Hercules Deusoniensis ist der Name eines germanischen Gottes, der nur durch römische Münzprägungen des Kaisers Postumus aus der Zeit von 260 bis 268 überliefert ist. Dieser Hercules wird als eine lokale Erscheinung des Donar bzw. Thor gedeutet.

Überlieferung[Bearbeiten | Quelltext bearbeiten]

Darstellungen des Gottes mit seinem Namen finden sich auf zahlreichen Münzemissionen des Postumus, geprägt in den Münzstätten des gallischen Sonderreiches in Köln und Lyon, von unterschiedlichen Werten, insbesondere Antoniniane.
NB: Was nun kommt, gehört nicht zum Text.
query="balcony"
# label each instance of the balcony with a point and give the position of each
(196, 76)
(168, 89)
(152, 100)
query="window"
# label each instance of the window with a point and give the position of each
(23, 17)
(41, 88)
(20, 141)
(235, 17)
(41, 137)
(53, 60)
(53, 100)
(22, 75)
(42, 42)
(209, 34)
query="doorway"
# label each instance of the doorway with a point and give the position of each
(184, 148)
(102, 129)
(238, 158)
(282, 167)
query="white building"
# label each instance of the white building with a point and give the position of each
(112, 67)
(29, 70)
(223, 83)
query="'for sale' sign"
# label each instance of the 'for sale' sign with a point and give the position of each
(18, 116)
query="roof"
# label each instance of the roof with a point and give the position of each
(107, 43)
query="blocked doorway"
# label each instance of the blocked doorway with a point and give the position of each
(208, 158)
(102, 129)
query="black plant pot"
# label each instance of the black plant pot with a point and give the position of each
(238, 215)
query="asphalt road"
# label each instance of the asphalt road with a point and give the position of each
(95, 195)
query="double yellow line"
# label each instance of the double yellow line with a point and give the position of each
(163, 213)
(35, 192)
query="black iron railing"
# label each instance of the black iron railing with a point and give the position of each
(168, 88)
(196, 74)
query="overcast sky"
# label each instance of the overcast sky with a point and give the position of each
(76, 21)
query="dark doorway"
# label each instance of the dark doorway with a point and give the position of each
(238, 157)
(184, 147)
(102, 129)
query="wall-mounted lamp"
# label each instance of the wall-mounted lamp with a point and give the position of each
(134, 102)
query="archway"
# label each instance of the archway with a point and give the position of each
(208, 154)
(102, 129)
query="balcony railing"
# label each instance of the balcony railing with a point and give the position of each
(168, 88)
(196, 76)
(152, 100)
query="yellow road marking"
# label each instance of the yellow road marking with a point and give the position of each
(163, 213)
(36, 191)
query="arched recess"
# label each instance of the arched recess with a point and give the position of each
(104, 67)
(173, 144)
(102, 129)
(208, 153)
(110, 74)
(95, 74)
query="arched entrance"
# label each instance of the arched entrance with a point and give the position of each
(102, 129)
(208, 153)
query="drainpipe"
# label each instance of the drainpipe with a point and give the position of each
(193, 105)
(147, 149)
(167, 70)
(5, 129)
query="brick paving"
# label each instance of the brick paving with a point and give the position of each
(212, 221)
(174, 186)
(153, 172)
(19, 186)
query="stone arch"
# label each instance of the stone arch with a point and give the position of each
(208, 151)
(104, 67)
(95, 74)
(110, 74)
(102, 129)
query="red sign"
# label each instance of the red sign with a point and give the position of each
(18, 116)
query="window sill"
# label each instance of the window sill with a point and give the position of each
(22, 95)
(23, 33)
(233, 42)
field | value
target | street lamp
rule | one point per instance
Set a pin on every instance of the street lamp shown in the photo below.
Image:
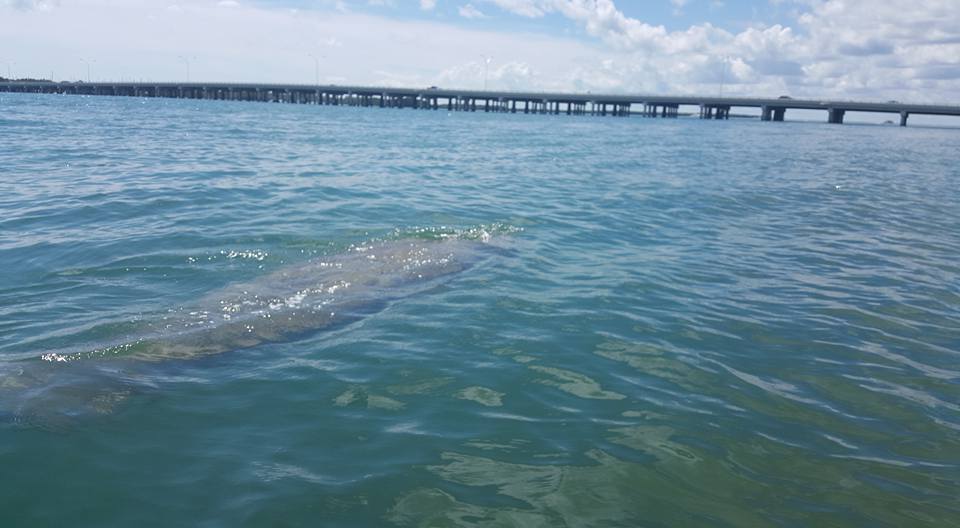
(723, 73)
(316, 68)
(187, 62)
(85, 61)
(486, 66)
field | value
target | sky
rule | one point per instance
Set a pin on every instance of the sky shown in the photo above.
(905, 50)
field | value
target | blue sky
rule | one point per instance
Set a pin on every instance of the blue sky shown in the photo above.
(907, 50)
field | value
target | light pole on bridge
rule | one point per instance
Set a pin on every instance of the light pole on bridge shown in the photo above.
(486, 67)
(187, 62)
(87, 62)
(316, 68)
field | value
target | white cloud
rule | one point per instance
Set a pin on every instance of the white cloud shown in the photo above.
(468, 11)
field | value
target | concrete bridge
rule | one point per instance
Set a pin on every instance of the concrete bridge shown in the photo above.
(434, 98)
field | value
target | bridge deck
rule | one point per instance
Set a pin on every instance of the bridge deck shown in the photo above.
(467, 100)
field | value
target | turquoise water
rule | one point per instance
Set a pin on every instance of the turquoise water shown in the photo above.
(648, 323)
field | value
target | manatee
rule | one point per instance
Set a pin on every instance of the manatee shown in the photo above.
(53, 388)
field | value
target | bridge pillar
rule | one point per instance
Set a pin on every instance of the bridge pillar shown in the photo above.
(835, 116)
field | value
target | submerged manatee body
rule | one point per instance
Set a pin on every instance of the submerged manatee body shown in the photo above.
(289, 303)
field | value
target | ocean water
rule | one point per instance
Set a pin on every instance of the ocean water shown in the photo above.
(638, 322)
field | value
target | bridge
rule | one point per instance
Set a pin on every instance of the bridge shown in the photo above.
(433, 98)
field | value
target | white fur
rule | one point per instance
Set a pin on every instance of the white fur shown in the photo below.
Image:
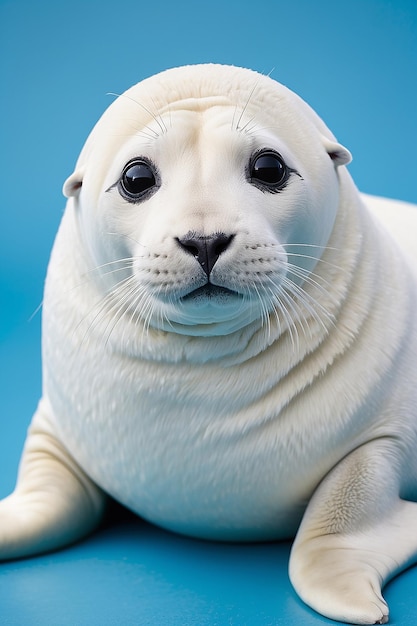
(234, 417)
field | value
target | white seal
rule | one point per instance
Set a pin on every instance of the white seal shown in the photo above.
(229, 341)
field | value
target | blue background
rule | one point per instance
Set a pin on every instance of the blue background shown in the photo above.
(356, 63)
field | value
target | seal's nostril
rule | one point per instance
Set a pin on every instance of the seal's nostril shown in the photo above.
(206, 249)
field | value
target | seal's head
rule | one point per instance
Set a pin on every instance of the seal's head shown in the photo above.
(202, 193)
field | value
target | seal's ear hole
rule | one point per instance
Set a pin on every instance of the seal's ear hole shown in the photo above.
(73, 184)
(338, 153)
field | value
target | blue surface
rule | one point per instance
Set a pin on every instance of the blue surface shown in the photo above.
(356, 63)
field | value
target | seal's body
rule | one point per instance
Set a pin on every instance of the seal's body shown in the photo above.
(229, 341)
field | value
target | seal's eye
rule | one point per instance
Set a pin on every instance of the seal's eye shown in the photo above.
(269, 171)
(138, 178)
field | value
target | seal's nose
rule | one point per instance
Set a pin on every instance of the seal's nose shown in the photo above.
(206, 249)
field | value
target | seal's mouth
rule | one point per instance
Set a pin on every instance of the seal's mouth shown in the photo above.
(209, 293)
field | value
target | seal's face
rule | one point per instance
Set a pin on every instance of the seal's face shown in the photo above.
(208, 217)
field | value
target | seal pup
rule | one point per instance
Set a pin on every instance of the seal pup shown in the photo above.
(229, 341)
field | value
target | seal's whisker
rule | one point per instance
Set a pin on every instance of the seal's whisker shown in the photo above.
(154, 116)
(102, 305)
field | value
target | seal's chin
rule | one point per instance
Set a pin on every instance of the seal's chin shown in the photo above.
(209, 310)
(210, 295)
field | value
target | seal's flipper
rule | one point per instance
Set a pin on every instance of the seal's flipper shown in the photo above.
(54, 502)
(357, 533)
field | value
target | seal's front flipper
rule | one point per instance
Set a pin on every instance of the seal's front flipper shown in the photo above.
(356, 534)
(54, 502)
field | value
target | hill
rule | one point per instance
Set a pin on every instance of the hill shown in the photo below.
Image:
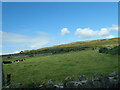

Die bildliche Darstellung entspricht auf den meisten Prägungen dem klassischen Motiv des Herakles/Hercules als ein mit einer Keule bewaffneter und ein Löwenfell tragender nackter athletisch-muskulös ausgebildeter Mann mit den variierenden Attributen Keule, Pfeil und Bogen.[1] Bei einem Münztyp wird die Gottheit in einer viersäuligen Aedicula, die wahrscheinlich einen Tempel meint, stehend mit Keule und Löwenfell gezeigt.[2] Ferner gibt es eine Prägung, die die Schulterbüste des Hercules mit Löwenfell und Keule zeigt[3] sowie mehrere Prägungen, die den Kopf des Gottes mit Lorbeerkranz darstellen.[4] Die Münzlegenden variieren: HER DEVSONIENS, HERC DEVSENIENSI, HERC DEVSONIENSI und bei einigen Münztypen die Vollform HERCULI DEVSONIENSI.

Beiname und Deutung[Bearbeiten | Quelltext bearbeiten]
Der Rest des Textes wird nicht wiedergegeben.